Chris Basham

Reactive programming

In 2013, I started experimenting with the AngularJS framework for building functional prototypes, such as new interfaces for students viewing their billing information, searching for courses, and registering for classes. Each proof-of-concept built on the last, teaching me about REST APIs, minification, version control (git and GitHub), accessibility (WAI-ARIA), build systems (Grunt, gulp.js, and webpack), NoSQL databases (Firebase), and responsive design.

From 2014 to 2016, I studied CSS, trying to determine best practices for using CSS units, integrating media queries, organizing project files, and setting style naming conventions.

With experience in all these front-end fundamentals, I shifted away from the AngularJS framework, so I could experiment with different combinations of rendering libraries and data flow architectures. The teams I worked with at Indiana University quickly adopted the React rendering library, given the straightforward API and growing community adoption. For a couple products developed in 2015, we paired React with a simplified implementation of the Flux data flow pattern, called Reflux. In practice, Reflux failed to scale well with complex applications, and I continued my exploration.

Inspired by the Cycle.js framework, I started learning the RxJS reactive library. After integrating it into a number of experiments and products in 2016, I was convinced this tool was flexible and low-level enough to power any data flow architecture, without going stale.

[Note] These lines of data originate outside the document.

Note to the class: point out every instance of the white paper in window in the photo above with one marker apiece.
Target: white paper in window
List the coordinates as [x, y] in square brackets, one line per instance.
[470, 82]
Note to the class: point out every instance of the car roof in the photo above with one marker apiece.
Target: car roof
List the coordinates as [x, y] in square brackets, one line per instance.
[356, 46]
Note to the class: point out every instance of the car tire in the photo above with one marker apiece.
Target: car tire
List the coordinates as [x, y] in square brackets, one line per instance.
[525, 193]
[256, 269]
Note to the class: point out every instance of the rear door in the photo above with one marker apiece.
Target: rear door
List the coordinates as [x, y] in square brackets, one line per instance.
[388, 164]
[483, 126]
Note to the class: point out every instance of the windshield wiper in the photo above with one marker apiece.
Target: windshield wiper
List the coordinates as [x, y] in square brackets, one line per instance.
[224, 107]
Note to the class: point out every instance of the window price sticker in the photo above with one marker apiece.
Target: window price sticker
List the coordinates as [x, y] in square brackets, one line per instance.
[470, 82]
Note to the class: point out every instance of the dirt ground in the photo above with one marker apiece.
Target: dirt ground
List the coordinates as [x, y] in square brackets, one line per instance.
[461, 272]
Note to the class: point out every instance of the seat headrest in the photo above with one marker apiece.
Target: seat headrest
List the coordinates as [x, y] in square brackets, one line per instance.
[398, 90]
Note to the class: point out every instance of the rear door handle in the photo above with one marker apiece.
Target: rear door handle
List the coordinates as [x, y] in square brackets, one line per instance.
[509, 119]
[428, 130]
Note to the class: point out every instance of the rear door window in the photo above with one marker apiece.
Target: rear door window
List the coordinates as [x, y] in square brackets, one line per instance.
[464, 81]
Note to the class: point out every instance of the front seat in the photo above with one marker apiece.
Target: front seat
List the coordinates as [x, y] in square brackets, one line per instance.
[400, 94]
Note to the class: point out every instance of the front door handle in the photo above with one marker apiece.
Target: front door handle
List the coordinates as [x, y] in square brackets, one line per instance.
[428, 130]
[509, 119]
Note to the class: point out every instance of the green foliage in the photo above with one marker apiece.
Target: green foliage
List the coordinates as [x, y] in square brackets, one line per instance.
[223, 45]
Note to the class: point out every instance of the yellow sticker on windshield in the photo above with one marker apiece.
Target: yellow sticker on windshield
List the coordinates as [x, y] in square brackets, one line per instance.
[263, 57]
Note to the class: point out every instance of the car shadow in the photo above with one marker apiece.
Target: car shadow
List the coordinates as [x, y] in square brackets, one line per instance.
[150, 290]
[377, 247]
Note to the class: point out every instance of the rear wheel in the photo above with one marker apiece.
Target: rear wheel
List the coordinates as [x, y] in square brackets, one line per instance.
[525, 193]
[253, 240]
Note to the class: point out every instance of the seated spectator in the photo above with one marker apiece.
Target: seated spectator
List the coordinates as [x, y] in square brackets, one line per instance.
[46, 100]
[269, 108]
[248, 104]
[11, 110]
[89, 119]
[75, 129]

In 2017, I abstracted what I learned into a library called Conduit. It is primarily a set of patterns to help develop reactive, functional user interfaces. It is also a set of utilities to simplify things a front-end developer may do with RxJS (conduit-rxjs), including how to connect RxJS streams to rendering libraries (conduit-rxjs-react). Indiana University has used Conduit in a number of products, and as of 2019, it is now publicly released.